Réponse à l’Article de Gabon Review "Apocynacées gabonaises : Un trésor scientifique et économique menacé – Agissons avant qu’il ne soit trop tard !"
L’article publié par Gabon Review le 30 janvier 2025 sur l’iboga révèle une réalité plus large : la famille des Apocynacées regorge de plantes au potentiel thérapeutique et économique colossal pour le Gabon. Ces ressources naturelles sont cependant menacées par des pratiques non durables et une exploitation injuste. Il est temps d'agir.
Les Apocynacées : Un Patrimoine Botanique Inestimable
Le Gabon possède un véritable trésor botanique dans ses forêts : les Apocynacées. Parmi elles, trois espèces illustrent parfaitement leur importance ainsi que les défis auxquels nous sommes confrontés :
* L’Iboga (Tabernanthe iboga) : Utilisé depuis des siècles dans les rites Bwiti, cette plante est aujourd’hui étudiée pour ses propriétés anti-addiction. La thérapie à l’ibogaïne représente un marché mondial estimé à 2,5 milliards USD d’ici 2030, mais les communautés locales ne perçoivent qu’une infime partie des retombées économiques.
* Le Voacanga africana : Ses alcaloïdes, tels que la voacamine, montrent un grand potentiel contre le cancer. Pourtant, les graines brutes sont exportées à bas prix alors que leur transformation génère des profits considérables ailleurs.
* Le Rauvolfia vomitoria : Source de résérpine, une molécule clé contre l’hypertension, cette plante alimente un marché mondial de 800 millions USD/an. Là encore, le Gabon reste un simple fournisseur de matières premières.
Ces plantes sont menacées par une double exploitation : la biopiraterie (12 brevets sur la voacamine ont été déposés par des laboratoires étrangers en 2024) et la surexploitation (racines d’iboga arrachées )
Solutions Concrètes pour un Modèle Durable
Pour protéger ces richesses et transformer notre économie, voici quelques actions immédiates :
1. Stratégie Nationale "Apocynacées Éthiques Gabonaises"
* Interdire l’exportation brute des plantes (racines, écorces), comme le Brésil l’a fait avec l’açaï.
* Créer un label certifié pour les extraits transformés localement, garantissant une rémunération équitable des communautés grâce aux contrats APA (Accords sur la Propriété Intellectuelle liés à la Convention de Nagoya).
2. Soutenir les Initiatives Locales
* À travers l’association WAMI, dont je suis le président, nous cultivons déjà 100 plants de Voacanga africana à Libreville, avec un objectif ambitieux de 1 000 plants d’ici fin 2025.
* Chaque jeudi, dans mon rôle de consultant à l’émission Mbolo Samba sur Gabon Première, j’ai une vingtaine de minutes pour sensibiliser un large public aux enjeux des plantes médicinales du Gabon, leur potentiel thérapeutique et économique. Cette plateforme touche chaque semaine environ 15 000 téléspectateurs.
3. Développer une Bioéconomie Équitable
* Investir dans des technologies de transformation locale, telles qu’une machine à lyophiliser, qui multiplie par 10 la valeur des produits et crée jusqu’à 15 emplois directs par unité de transformation.

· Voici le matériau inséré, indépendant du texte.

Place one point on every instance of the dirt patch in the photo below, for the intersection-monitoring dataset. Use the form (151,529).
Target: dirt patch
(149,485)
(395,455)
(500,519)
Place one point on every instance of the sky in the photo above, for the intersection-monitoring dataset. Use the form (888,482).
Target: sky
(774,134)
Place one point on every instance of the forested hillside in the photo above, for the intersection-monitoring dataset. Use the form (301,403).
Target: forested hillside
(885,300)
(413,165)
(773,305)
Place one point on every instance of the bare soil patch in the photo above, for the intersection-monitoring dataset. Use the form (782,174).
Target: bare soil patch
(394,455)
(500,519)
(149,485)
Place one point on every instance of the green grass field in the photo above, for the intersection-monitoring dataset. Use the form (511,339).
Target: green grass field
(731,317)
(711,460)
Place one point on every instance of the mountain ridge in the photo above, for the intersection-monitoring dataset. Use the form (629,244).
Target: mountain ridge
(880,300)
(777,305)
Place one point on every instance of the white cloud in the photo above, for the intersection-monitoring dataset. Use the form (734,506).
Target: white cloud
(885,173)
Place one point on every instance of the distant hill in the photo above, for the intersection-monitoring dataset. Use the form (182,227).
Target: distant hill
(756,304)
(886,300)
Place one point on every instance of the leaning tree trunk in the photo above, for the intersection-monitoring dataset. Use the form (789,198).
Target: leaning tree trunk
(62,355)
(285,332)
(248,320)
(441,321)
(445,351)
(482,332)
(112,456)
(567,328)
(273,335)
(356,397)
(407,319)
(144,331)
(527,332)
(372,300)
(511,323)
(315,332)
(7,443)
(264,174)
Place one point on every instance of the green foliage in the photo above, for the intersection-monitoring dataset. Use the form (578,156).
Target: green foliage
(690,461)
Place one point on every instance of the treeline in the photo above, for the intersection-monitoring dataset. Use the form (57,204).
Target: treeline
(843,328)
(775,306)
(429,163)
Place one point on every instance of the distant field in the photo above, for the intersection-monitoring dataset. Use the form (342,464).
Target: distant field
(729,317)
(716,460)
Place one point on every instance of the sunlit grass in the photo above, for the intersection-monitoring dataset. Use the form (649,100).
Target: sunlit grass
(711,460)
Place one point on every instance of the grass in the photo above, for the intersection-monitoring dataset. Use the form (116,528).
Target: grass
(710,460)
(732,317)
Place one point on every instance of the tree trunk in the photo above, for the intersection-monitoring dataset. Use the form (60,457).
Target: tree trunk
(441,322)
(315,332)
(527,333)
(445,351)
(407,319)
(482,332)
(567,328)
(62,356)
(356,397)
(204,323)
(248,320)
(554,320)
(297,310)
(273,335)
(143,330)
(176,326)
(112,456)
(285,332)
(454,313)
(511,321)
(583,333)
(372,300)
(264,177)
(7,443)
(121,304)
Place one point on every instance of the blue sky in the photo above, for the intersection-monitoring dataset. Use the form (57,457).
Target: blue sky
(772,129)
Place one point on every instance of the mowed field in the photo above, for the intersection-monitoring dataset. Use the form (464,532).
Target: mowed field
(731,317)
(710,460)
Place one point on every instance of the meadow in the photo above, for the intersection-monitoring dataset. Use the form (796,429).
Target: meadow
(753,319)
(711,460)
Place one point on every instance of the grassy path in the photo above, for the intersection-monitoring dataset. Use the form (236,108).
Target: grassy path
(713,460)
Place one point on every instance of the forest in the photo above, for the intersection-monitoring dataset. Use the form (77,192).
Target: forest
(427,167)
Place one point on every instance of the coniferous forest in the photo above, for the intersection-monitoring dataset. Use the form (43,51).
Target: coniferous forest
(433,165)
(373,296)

* Renforcer les partenariats avec des laboratoires éthiques, comme Alkemists Labs (États-Unis), qui reversent une partie de leurs bénéfices aux communautés locales via des contrats respectueux des Accords de Nagoya.
À tous les acteurs impliqués, voici ce que nous pouvons faire ensemble :
* À l’État gabonais : Appliquer strictement la Loi sur les Ressources Génétiques adoptée en 2024 et financer des centres de recherche publics spécialisés dans les plantes médicinales, comme l’Institut de Pharmacopée Africaine.

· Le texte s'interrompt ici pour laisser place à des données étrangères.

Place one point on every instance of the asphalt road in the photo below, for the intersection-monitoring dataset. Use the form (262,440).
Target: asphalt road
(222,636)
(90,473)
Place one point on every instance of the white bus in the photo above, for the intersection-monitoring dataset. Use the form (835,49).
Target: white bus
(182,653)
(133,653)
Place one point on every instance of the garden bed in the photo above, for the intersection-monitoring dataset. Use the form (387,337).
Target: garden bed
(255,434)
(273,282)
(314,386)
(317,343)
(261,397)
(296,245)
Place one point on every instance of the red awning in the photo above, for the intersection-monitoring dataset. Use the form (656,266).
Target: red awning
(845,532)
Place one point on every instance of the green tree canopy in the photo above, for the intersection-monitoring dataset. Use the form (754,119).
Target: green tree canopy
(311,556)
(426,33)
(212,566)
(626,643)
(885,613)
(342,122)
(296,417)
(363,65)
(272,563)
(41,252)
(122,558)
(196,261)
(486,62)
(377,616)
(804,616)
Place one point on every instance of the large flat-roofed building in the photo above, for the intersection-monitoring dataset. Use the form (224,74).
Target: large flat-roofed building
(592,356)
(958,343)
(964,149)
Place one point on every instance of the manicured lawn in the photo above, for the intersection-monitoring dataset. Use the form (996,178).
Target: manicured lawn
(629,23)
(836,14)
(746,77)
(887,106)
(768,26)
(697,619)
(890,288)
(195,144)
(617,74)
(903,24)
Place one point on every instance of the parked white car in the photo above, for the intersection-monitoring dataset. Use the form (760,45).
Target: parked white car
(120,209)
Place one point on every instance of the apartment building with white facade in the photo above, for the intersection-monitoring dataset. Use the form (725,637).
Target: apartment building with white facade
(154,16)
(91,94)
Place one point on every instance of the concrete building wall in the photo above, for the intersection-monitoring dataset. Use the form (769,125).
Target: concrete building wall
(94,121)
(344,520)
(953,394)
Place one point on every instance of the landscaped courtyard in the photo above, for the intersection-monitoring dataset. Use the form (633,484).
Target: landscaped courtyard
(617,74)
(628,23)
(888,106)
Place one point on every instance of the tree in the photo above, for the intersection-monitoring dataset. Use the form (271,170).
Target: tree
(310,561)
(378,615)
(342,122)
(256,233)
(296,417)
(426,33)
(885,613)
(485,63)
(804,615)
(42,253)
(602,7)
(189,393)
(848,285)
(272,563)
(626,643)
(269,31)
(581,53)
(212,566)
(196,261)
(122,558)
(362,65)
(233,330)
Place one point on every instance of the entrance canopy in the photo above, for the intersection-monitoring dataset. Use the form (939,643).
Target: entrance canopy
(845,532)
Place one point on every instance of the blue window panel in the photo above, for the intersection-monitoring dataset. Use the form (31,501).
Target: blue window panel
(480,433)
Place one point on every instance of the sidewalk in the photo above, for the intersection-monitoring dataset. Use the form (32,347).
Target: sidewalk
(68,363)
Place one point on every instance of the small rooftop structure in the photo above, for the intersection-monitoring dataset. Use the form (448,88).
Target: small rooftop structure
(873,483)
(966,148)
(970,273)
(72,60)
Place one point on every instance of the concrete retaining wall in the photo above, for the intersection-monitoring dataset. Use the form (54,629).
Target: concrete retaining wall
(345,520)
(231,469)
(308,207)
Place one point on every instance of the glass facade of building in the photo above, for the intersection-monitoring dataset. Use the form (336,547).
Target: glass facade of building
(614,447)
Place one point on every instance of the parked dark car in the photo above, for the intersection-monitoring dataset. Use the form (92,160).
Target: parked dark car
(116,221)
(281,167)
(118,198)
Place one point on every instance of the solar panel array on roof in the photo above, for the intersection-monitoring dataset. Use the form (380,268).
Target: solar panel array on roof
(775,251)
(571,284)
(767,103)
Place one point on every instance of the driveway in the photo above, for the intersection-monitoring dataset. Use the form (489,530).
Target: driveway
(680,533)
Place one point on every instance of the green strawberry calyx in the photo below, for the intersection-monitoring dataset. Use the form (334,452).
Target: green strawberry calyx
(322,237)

* Aux communautés locales : Organisez-vous en coopératives pour mieux négocier avec les acteurs internationaux et documentez vos savoirs traditionnels via des registres numériques sécurisés.
* À la jeunesse gabonaise : Engagez-vous dans des formations en botanique économique, phytothérapie et droit de la propriété intellectuelle pour préparer l’avenir.
Conclusion
Le Gabon ne doit plus être un simple pourvoyeur de matières premières. Les Apocynacées sont notre "or vert". Elles doivent être transformées ici, protégées ensemble, et devenir le moteur d’une bioéconomie équitable qui profite à toutes les générations.
Par Gauthier MAMFOUMBI
Naturopathe Scientifique, Président de l’Association WAMI, Consultant à l’émission Mbolo Samba sur Gabon Première.